Ci ritrovammo nel 1977, a Bologna, in un incontro di studio prsso l’Istituto Gramsci, dedicato al suo fondamentale – a mio sindacabilissimo giudizio – volume Lardo all’avanguardia: come ingrassare oggi i vitelli che scuoieremo domani, pubblicato da Einaudi nella famosa collezione viola. Contendevano sulla materia Mario Tronti – interessato più che altro a propagandare il suo fresco di stampa Sull’autonomia del patetico, Feltrinelli, sorta di rivisitazione in chiave mistico-operaista del pensiero sociale pascoliano (“La grande proletaria si è mossa”, ecc.) – e Roberto Antoni, anch’esso fresco fresco del successo suburbano dell’album Inascoltable, registrato in una notte di improvvisazioni e distribuito, all’epoca, solo in artigianali musicassette spacciate agli angoli di certe misteriosissime stradine felsinee. A noi – a me e ad Armando – bastò uno sguardo. Terminato, praticamente a botte, l’incontro, fuggimmo all’osteria. E lì Armando mi disse: “Basta con la politica. Ora solo letteratura”.
Non ci vedemmo né sentimmo più, per molti anni. Di tanto in tanto qualcuno mi chiedeva di lui. Rispondevo: “Non so”. Di tanto in tanto chidedevo ad altri di lui.

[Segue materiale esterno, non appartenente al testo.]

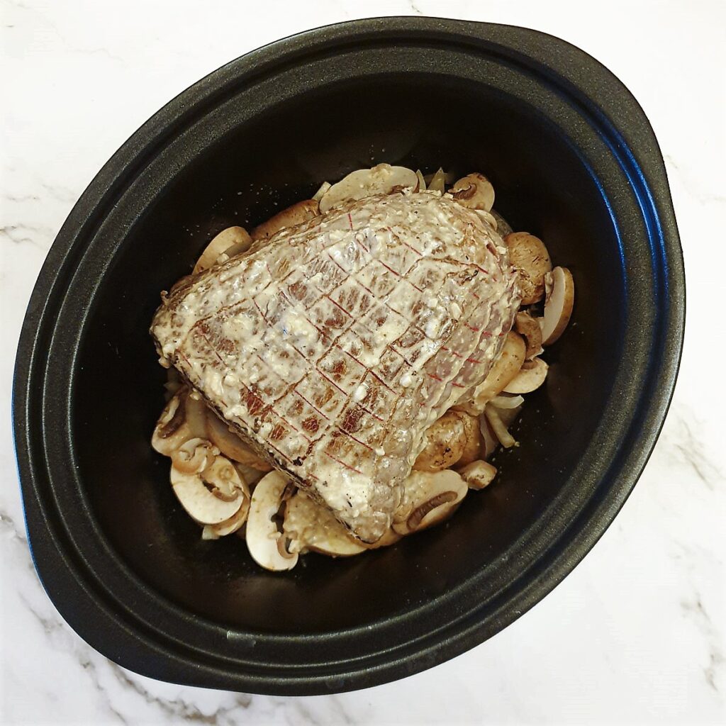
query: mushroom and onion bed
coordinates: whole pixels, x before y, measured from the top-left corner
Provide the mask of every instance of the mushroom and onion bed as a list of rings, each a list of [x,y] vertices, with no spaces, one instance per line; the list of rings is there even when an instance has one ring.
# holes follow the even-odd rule
[[[170,370],[167,404],[152,446],[171,460],[174,494],[204,539],[236,533],[253,558],[268,570],[289,570],[300,555],[357,555],[393,544],[402,537],[447,519],[471,489],[483,489],[497,474],[488,460],[499,446],[518,442],[509,431],[524,395],[541,386],[547,364],[541,357],[569,321],[574,299],[572,275],[552,267],[542,240],[513,232],[492,210],[494,189],[481,174],[454,181],[439,169],[419,171],[388,164],[351,172],[325,183],[312,199],[276,214],[248,233],[224,229],[207,245],[194,267],[199,272],[245,252],[258,240],[299,224],[344,200],[409,187],[450,195],[476,212],[503,237],[517,272],[522,302],[514,327],[476,400],[446,412],[426,433],[426,446],[407,479],[388,534],[374,544],[350,534],[325,507],[260,459]]]

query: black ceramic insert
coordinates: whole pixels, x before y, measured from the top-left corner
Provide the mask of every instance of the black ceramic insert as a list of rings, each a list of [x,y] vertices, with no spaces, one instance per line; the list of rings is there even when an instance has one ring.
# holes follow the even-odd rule
[[[347,560],[260,570],[202,542],[149,439],[159,291],[206,242],[380,161],[482,171],[576,285],[521,446],[447,524]],[[682,258],[643,110],[582,52],[518,28],[356,21],[243,56],[101,170],[38,277],[15,427],[38,574],[70,624],[163,680],[274,693],[362,688],[452,658],[544,597],[603,534],[654,445],[682,340]]]

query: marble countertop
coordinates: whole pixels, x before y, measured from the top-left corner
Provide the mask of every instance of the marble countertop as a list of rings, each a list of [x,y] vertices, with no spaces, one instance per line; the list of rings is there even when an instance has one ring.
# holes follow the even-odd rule
[[[726,297],[726,5],[252,5],[0,1],[0,722],[725,722],[726,399],[716,365],[726,349],[723,325],[701,330],[699,322]],[[33,571],[23,523],[10,387],[25,305],[53,238],[115,149],[227,61],[319,25],[449,12],[579,46],[620,77],[653,123],[689,285],[680,376],[656,451],[614,524],[554,592],[486,643],[429,671],[309,698],[190,688],[126,671],[60,619]]]

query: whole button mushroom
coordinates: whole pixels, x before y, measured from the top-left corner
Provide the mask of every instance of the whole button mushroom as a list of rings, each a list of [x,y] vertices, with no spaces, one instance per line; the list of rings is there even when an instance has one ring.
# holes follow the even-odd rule
[[[449,193],[460,205],[470,209],[482,209],[491,212],[494,203],[494,188],[492,182],[478,171],[467,174],[459,179]],[[491,216],[491,215],[490,215]],[[497,229],[497,220],[492,217],[492,227]]]
[[[575,282],[566,267],[555,267],[545,276],[544,317],[539,321],[542,343],[551,346],[565,332],[575,304]]]
[[[510,261],[518,272],[522,304],[539,302],[544,295],[544,275],[552,270],[544,242],[526,232],[512,232],[504,241],[509,248]]]

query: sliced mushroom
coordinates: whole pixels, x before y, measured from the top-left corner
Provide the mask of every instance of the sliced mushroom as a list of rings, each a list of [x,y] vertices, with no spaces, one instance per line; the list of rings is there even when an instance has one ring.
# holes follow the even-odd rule
[[[185,474],[171,467],[170,478],[182,506],[200,524],[219,524],[236,514],[244,503],[244,485],[234,468],[222,457],[217,457],[201,473]]]
[[[298,553],[287,551],[277,524],[288,494],[287,480],[278,471],[264,476],[252,492],[245,539],[252,558],[266,570],[291,570],[298,563]]]
[[[507,384],[504,390],[507,393],[529,393],[536,391],[544,383],[548,367],[541,358],[525,361],[522,370]]]
[[[526,365],[526,361],[524,364]],[[494,408],[499,409],[501,411],[502,409],[519,408],[524,403],[524,399],[521,396],[511,396],[502,393],[499,396],[495,396],[489,403]]]
[[[393,514],[393,530],[410,534],[443,522],[459,506],[467,490],[466,482],[451,469],[435,473],[412,471]]]
[[[151,436],[155,451],[171,456],[190,439],[204,438],[204,404],[182,386],[164,407]]]
[[[425,179],[425,177],[424,177]],[[449,182],[451,184],[451,182]],[[428,180],[428,190],[429,192],[438,192],[444,194],[446,189],[446,175],[440,166],[431,174],[431,178]]]
[[[552,269],[544,242],[526,232],[514,232],[504,238],[509,259],[516,268],[522,305],[539,302],[544,295],[544,275]]]
[[[197,474],[214,461],[219,449],[205,439],[189,439],[171,454],[171,465],[183,474]]]
[[[524,357],[529,360],[542,352],[542,332],[539,323],[529,313],[521,311],[514,319],[514,329],[527,341]]]
[[[356,169],[334,184],[320,199],[320,211],[327,212],[344,202],[363,199],[374,194],[388,194],[396,187],[415,189],[416,172],[405,166],[378,164],[370,169]]]
[[[204,248],[204,251],[194,266],[194,269],[192,271],[192,274],[196,274],[197,272],[201,272],[202,270],[205,270],[208,267],[211,267],[216,263],[217,258],[230,248],[238,245],[246,245],[248,248],[251,243],[252,238],[243,227],[232,227],[222,229]],[[244,248],[240,249],[240,252],[243,252]],[[239,254],[239,253],[236,253],[236,254]]]
[[[245,501],[237,511],[229,519],[219,524],[205,524],[202,529],[203,539],[219,539],[232,534],[242,529],[247,521],[247,515],[250,512],[250,493],[245,492]]]
[[[314,199],[297,202],[287,209],[278,212],[266,222],[258,224],[252,230],[250,236],[255,241],[269,239],[276,232],[285,227],[295,227],[309,221],[320,213],[318,203]]]
[[[542,343],[551,346],[565,332],[575,304],[575,281],[566,267],[555,267],[545,278],[544,317],[539,320]]]
[[[470,489],[483,489],[492,484],[497,476],[497,467],[486,461],[473,461],[457,469]]]
[[[500,393],[505,386],[519,372],[524,362],[526,351],[524,338],[510,330],[507,334],[499,356],[492,367],[489,375],[474,389],[473,400],[461,407],[475,416],[481,414],[486,402]]]
[[[207,411],[205,429],[207,438],[229,459],[251,466],[258,471],[270,471],[272,467],[261,459],[213,411]]]
[[[323,183],[320,184],[320,188],[312,195],[311,199],[312,199],[314,202],[319,202],[320,200],[322,199],[323,195],[325,195],[332,186],[333,184],[331,184],[330,182],[323,182]]]
[[[513,411],[516,409],[511,409],[510,410]],[[507,431],[507,425],[502,420],[497,409],[494,408],[494,406],[489,405],[484,409],[484,415],[486,417],[486,420],[492,427],[492,431],[494,432],[494,436],[505,449],[510,449],[517,445],[516,439]]]
[[[285,508],[282,531],[291,552],[317,552],[331,557],[350,557],[365,551],[330,510],[299,489]]]
[[[426,446],[414,462],[416,471],[441,471],[453,466],[464,453],[464,423],[454,411],[447,411],[426,429]]]
[[[449,194],[460,204],[470,209],[483,209],[489,212],[494,203],[494,188],[492,182],[478,171],[459,179],[449,190]]]
[[[457,412],[457,415],[464,425],[464,450],[457,461],[457,466],[465,466],[476,461],[481,456],[481,432],[479,421],[476,416],[463,411]]]

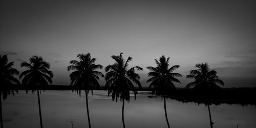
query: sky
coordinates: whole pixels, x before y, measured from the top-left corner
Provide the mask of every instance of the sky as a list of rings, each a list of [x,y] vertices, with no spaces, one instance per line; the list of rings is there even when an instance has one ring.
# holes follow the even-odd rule
[[[14,68],[33,55],[51,65],[54,84],[69,85],[67,70],[78,54],[90,53],[96,64],[112,55],[133,58],[130,67],[148,87],[147,66],[170,57],[184,87],[199,62],[208,62],[224,87],[256,87],[255,1],[1,1],[0,54]],[[100,70],[103,74],[103,69]],[[100,83],[104,85],[104,79]]]

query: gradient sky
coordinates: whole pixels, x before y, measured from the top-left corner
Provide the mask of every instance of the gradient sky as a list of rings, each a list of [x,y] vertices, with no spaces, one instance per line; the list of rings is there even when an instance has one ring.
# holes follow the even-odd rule
[[[208,62],[225,87],[256,87],[255,1],[1,1],[0,54],[14,67],[32,55],[51,64],[53,84],[70,84],[67,71],[77,54],[90,52],[104,67],[123,52],[144,87],[147,66],[170,57],[185,76]],[[104,70],[101,70],[104,74]],[[101,79],[102,86],[104,82]]]

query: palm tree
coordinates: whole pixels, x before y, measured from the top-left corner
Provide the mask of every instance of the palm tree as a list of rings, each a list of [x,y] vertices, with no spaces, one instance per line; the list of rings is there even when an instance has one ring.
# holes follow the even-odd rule
[[[179,68],[180,66],[175,65],[169,68],[169,59],[167,59],[163,55],[159,58],[159,61],[155,59],[156,67],[147,67],[146,68],[151,72],[148,73],[148,76],[152,77],[147,82],[151,82],[148,88],[153,89],[153,94],[157,95],[161,95],[164,99],[164,112],[165,113],[165,118],[166,119],[168,127],[170,127],[166,113],[166,105],[165,98],[168,98],[172,92],[176,90],[175,86],[173,82],[180,83],[180,81],[176,78],[176,77],[182,77],[182,75],[178,73],[173,72]]]
[[[135,100],[136,99],[138,92],[132,81],[137,84],[140,89],[142,88],[140,82],[139,81],[140,76],[135,73],[135,69],[143,70],[143,69],[135,66],[128,70],[128,62],[132,60],[132,58],[129,56],[126,61],[125,61],[122,54],[122,53],[121,53],[119,56],[111,56],[116,62],[105,68],[106,72],[105,76],[105,80],[106,81],[105,89],[108,90],[109,96],[111,94],[113,101],[115,99],[117,102],[117,99],[120,97],[121,101],[122,102],[122,120],[123,127],[125,128],[123,118],[124,100],[130,101],[130,90],[133,91],[135,96]]]
[[[194,87],[194,90],[203,91],[206,94],[204,96],[207,97],[210,95],[211,90],[219,88],[218,84],[224,86],[223,81],[219,79],[219,76],[216,75],[217,72],[214,70],[210,70],[207,62],[197,63],[195,67],[197,69],[190,71],[190,74],[186,76],[187,78],[194,79],[195,81],[187,84],[186,88]],[[210,118],[210,127],[212,128],[214,123],[211,121],[209,104],[209,102],[207,103]]]
[[[38,89],[40,87],[47,86],[49,83],[52,83],[53,74],[52,71],[48,70],[50,68],[50,64],[48,62],[45,61],[40,56],[33,56],[29,59],[29,63],[23,62],[20,66],[28,69],[28,70],[22,72],[19,76],[20,79],[24,76],[22,80],[22,84],[29,86],[35,86],[37,89],[40,124],[41,128],[42,128]],[[32,90],[32,93],[34,91],[34,90]]]
[[[79,92],[79,96],[81,96],[81,89],[84,90],[86,92],[87,116],[89,127],[91,127],[88,108],[88,93],[90,90],[93,91],[94,87],[99,89],[100,85],[98,82],[99,80],[98,76],[103,77],[104,75],[101,72],[95,70],[99,68],[102,69],[103,67],[100,65],[95,65],[96,59],[91,58],[89,53],[87,54],[78,54],[77,57],[79,58],[79,61],[71,60],[70,63],[72,65],[68,67],[68,71],[75,70],[70,75],[71,80],[70,84],[79,89],[77,90],[77,92]]]
[[[19,81],[13,77],[14,75],[18,75],[19,72],[12,67],[14,62],[8,63],[7,55],[0,55],[0,120],[1,127],[3,128],[3,116],[2,109],[2,95],[4,100],[7,95],[12,93],[14,94],[13,90],[7,90],[7,86],[13,84],[20,84]],[[16,91],[17,93],[17,91]]]

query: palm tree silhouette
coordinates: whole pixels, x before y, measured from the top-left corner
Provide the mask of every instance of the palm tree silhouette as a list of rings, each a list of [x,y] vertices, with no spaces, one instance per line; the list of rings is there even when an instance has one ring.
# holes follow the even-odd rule
[[[48,70],[50,68],[50,64],[45,61],[40,56],[33,56],[29,59],[29,63],[23,62],[20,66],[28,69],[28,70],[22,72],[19,76],[20,79],[24,76],[22,80],[22,84],[29,86],[35,86],[37,88],[40,124],[41,128],[42,128],[38,89],[39,87],[47,86],[49,83],[52,83],[53,74],[52,71]],[[34,93],[34,91],[32,90],[32,93]]]
[[[20,84],[19,81],[13,77],[14,75],[18,75],[19,72],[15,69],[12,68],[14,62],[8,63],[7,55],[3,56],[0,55],[0,120],[1,127],[3,128],[3,115],[2,109],[2,95],[4,100],[7,98],[7,95],[11,93],[14,94],[13,90],[7,90],[7,86],[13,84]],[[17,93],[17,91],[16,90]]]
[[[79,58],[79,61],[71,60],[70,63],[72,65],[68,67],[68,71],[75,70],[70,75],[71,80],[70,84],[77,88],[76,89],[80,89],[77,90],[79,96],[81,96],[81,89],[86,92],[87,116],[89,127],[91,127],[88,108],[88,93],[90,90],[93,91],[93,88],[95,86],[98,89],[99,88],[100,85],[97,81],[99,80],[98,76],[103,77],[104,75],[101,72],[95,70],[99,68],[102,69],[103,67],[100,65],[95,65],[96,59],[91,58],[91,54],[89,53],[87,54],[78,54],[77,57]]]
[[[166,105],[165,98],[172,92],[176,90],[175,86],[173,82],[178,82],[180,83],[180,81],[176,78],[176,77],[182,77],[182,75],[178,73],[173,73],[173,72],[179,68],[180,66],[175,65],[169,68],[169,59],[167,59],[163,55],[159,58],[159,61],[155,59],[156,67],[147,67],[146,68],[151,72],[148,73],[148,76],[152,77],[147,82],[151,82],[148,88],[153,89],[153,94],[156,94],[157,95],[161,95],[163,97],[164,103],[164,112],[165,113],[165,118],[166,119],[168,127],[170,127],[166,113]]]
[[[105,76],[106,84],[105,89],[108,90],[108,95],[111,94],[112,100],[115,99],[116,102],[120,97],[120,100],[123,103],[122,108],[122,120],[123,127],[124,120],[123,118],[123,110],[124,108],[124,100],[130,101],[130,90],[133,91],[135,99],[138,92],[133,84],[132,81],[141,89],[141,84],[139,81],[140,76],[138,74],[135,73],[135,69],[137,70],[143,70],[143,69],[138,66],[134,67],[128,70],[128,62],[131,61],[132,58],[129,57],[125,61],[122,56],[122,53],[120,53],[119,56],[113,55],[111,57],[116,62],[112,65],[108,66],[105,70],[106,72]]]
[[[186,87],[187,88],[194,87],[194,89],[199,90],[205,93],[204,96],[208,97],[210,95],[211,90],[219,88],[218,84],[224,86],[224,83],[222,80],[219,79],[219,76],[216,74],[217,72],[212,70],[210,70],[207,62],[197,63],[196,65],[196,70],[190,71],[189,75],[187,75],[187,78],[194,79],[195,81],[187,84]],[[211,121],[209,103],[207,102],[207,105],[209,111],[210,118],[210,127],[213,127],[214,123]]]

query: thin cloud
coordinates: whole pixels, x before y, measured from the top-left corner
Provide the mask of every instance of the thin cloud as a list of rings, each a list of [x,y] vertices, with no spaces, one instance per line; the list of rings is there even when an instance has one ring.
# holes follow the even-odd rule
[[[25,60],[24,60],[22,59],[20,59],[20,58],[16,59],[15,59],[15,60],[18,61],[22,61],[22,62],[26,61]]]
[[[8,55],[16,55],[18,54],[18,53],[17,52],[0,52],[1,54],[8,54]]]

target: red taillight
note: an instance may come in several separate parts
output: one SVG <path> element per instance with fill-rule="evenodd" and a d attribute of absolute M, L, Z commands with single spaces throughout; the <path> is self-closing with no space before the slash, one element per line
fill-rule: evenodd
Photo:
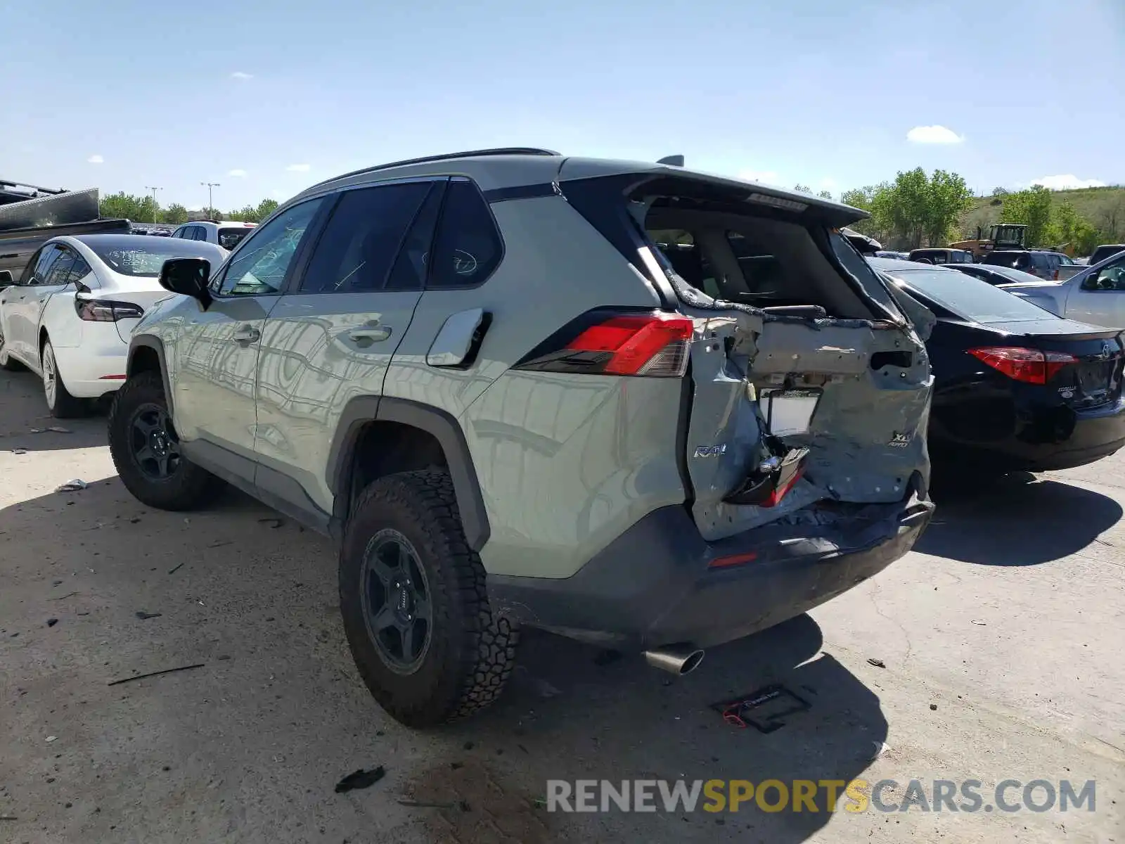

Mi rispondevano: “Non so”. Lardo all’avanguardia, quando la casa editrice fu incorporata in Mondadori, fu uno dei primi titoli a essere stralciato dal catalogo (in ottima compagnia: Adorno, Horkheimer, Lukács…). Di tanto in tanto mi capitava di trovare citati, in tenebrosissimi saggi di teoria della letteratura, certi suoi articoletti apparsi in riviste scientifiche mai italiane, mai inglesi, mai francesi o tedesche o spagnole, spesso ungheresi o turche, talvolta irochesi – cercai di reperirne alcuni, ma la mia protervia di bibliofilo fu sistematicamente smagata dalle nebbie dell’editoria accademica. Finché, pochi giorni fa, mi arrivò un pacchetto…
Seconda parte. Storia universale della continuazione (Bollati Boringhieri, pp. 666, euro 66,6) è, ovviamente, l’opera di un erudito. Che Armando Séguito ne avesse la stoffa, non ne avevo mai dubitato. E l’erudizione è talmente sconfinata che nessuno, temo, nemmeno il Re Dei Bibliofili, saprebbe valutarla. Finché si tratta dei poemi omerici (l’Odissea come continuazione dell’Iliade, i cosiddetti Posthomerica eccetera), dei vari libri che nella Bibbia continuano i precedenti, del Roman de la rose di Jean de Meun (o Meung) che continua quello di Guillaume de Lorris, dei vari cantari delle materie di Francia e di Britannia che si continuano l’un l’altro, dell’adespoto Lazarillo del Tormes continuato da autori tanto misteriosi quanto quello del primo volume, di Ariosto che continua Boiardo, di Avellaneda che continua Cervantes, delle continuazioni dei Promessi sposi, di Richardson o Defoe che continuano sé stessi, di Pia Pera che continua (in Diario di Lo, romanzo-specchio) il Lolita di Vladimir Nabokov (suscitando le protezionistiche ire del figlio Dmitri), di Stig Larsson continuato da David Lagercrantz (questa volta per iniziativa degli eredi stessi), di Veronica Tomassini che continua Veronica Tomassini, e compagnia cantante, è tutto facile. La faccenda si fa più misteriosa quando ci si addentra, come Séguito fa senza risparmio, nelle letterature cinesi, indiane, kazake, africane, sudtirolesi, andine, castrocarensi, e chi più ne ha più ne metta.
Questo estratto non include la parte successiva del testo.